5-Allyl-2-amino-4,6-dihydroxypyrimidine (3) was chlorinated and ozonized to yield (2-amino-4,6-dichloropyrimidin-5-yl) acetaldehyde (5). Acetalization of 5 with ethanol afforded a new pyrimidine intermediate 6 which can lead to 2-amino-3,4-dihydro-7-alkyl-7H-pyrrolo [2,3-d]pyrimidin-4-ones and therefore to carbocyclic analogues of 7-deazaguanosine.
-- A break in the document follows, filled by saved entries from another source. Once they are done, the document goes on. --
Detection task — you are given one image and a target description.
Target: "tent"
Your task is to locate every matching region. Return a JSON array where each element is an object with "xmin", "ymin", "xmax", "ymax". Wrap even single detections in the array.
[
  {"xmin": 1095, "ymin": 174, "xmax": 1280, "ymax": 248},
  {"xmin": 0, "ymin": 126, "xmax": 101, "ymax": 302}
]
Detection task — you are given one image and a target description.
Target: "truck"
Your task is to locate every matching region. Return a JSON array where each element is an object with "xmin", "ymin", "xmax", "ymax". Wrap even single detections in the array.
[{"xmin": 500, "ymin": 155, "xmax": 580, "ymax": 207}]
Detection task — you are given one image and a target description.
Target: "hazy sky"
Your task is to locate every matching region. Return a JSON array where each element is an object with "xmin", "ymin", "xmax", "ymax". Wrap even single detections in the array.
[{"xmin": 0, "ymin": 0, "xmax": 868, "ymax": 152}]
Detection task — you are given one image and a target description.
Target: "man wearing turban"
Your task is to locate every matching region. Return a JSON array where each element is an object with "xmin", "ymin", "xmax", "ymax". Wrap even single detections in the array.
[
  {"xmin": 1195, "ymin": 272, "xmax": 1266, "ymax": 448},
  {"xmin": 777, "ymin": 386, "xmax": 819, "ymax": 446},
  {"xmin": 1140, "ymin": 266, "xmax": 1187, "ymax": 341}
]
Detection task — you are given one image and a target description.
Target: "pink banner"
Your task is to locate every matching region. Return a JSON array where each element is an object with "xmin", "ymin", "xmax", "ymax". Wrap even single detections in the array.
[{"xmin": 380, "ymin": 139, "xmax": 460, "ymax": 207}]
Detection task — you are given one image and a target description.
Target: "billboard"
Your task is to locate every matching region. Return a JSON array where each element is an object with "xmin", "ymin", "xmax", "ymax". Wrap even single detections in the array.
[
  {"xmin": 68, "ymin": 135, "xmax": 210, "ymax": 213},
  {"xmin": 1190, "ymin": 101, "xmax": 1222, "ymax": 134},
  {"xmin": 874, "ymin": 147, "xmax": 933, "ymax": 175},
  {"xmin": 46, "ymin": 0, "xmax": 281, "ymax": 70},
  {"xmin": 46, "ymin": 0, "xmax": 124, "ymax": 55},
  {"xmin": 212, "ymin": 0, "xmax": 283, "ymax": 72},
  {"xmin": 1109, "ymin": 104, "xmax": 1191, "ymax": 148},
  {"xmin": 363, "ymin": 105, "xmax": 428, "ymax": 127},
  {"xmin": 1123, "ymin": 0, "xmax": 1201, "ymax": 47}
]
The 7-substituent was a cyclopentyl analogue of the arabinofuranosyl moiety in 10a, lyxofuranosyl moiety in 10b, and ribofuranosyl moiety in 10c. Compounds 10a and 10b exhibited selective inhibitory activities against the multiplication of HSV1 and HSV2 in cell culture. Repeated administration of compound 10a at 10 mg/kg ip to mice infected with HSV2 increased the number of survivors and lengthened significantly the mean survival time.